According to the Climate Reality Project: “Evacuation plans, early-warning systems, and shelters are critical to dealing with extreme weather events. Warning and relocating thousands or millions of citizens when a storm is approaching would be a massive hurdle for any country — and in the case of a developing nation like the Philippines with nearly 100 million citizens spread out across thousands of islands, the hurdle becomes bigger still.”

But we know from the Cuban experience, albeit on a small island, that a society based on social solidarity, where the whole resources of the state and local community organisations are mobilised to deal with social disasters, can prepare to minimise the damage of hurricanes and similar events.

Medical journalist Gail Reed told TeleSUR English last year: “Hurricanes give you several days warning and the Cuban government gives seven days warning during which time local communities are given ample opportunity to prepare for the worst.”

Global warming

Climate change deniers always say that no particular climate incident can be put down to global warming. But this false argument deliberately misses the point, which is that the long-term trend of global warming is perfectly matched by the long-term trend towards warmer temperatures, especially warmer daytime temperatures, worldwide.

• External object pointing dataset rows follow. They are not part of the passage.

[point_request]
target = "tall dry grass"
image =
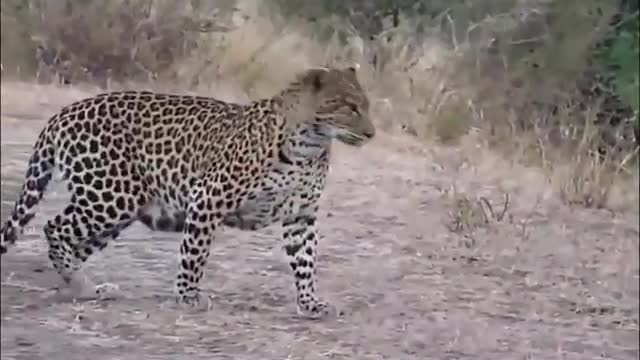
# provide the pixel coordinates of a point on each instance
(494, 82)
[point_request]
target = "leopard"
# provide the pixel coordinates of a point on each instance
(193, 165)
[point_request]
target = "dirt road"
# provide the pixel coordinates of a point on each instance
(548, 283)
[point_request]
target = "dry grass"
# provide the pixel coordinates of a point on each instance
(451, 93)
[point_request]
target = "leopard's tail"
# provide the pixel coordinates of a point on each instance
(39, 174)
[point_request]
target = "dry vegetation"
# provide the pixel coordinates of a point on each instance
(501, 80)
(501, 135)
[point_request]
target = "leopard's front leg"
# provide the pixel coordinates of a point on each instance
(300, 243)
(204, 216)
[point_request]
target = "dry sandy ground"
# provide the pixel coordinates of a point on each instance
(550, 282)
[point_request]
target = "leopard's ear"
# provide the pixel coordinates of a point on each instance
(315, 78)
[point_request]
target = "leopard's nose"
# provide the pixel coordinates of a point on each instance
(369, 132)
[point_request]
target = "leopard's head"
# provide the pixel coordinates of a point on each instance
(334, 99)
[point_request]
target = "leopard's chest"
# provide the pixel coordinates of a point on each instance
(285, 192)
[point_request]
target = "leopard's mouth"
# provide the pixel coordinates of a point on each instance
(352, 139)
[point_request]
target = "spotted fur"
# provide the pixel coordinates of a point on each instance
(193, 165)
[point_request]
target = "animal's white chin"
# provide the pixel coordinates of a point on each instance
(350, 139)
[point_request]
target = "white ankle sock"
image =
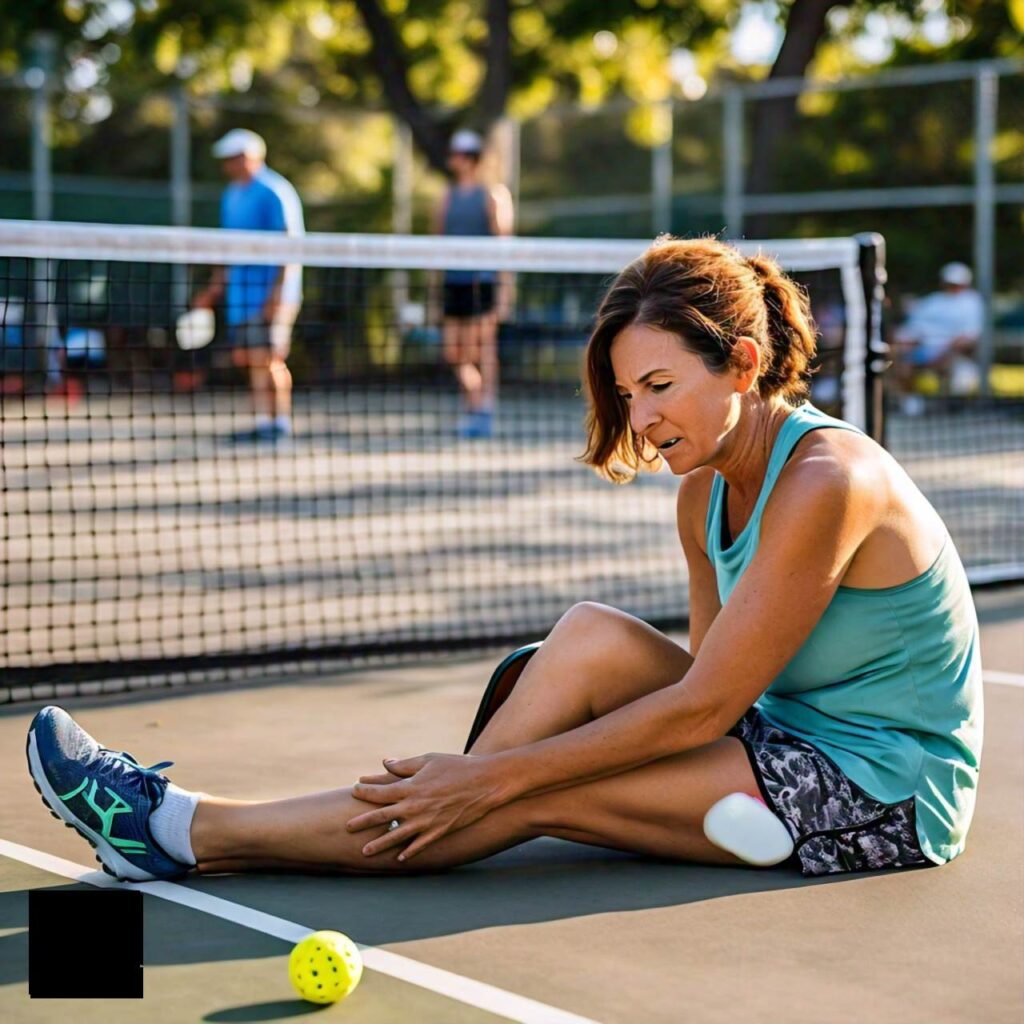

With hurricanes the connection is direct. Florence started off as a group of thunderstorms off the coast of Africa, which merged and as a gigantic hurricane moved across the Atlantic.

And according to a new study, the destructive power of the typhoons that wreak havoc across China, Japan, Korea and the Philippines has intensified by 50% in the past 40 years due to warming seas.

Hurricanes, typhoons and flooding are just part of the climate catastrophe increasingly hitting the world’s poorest people.

Intolerably high temperatures and their corresponding wildfire destruction are the other side of the coin. We can no longer simply try to fight to prevent global warming, that warming and its dire consequences is upon us.

Today we face a fight for climate justice, so that the poor and oppressed worldwide can win the resources to survive and manage the potential disasters that threaten them.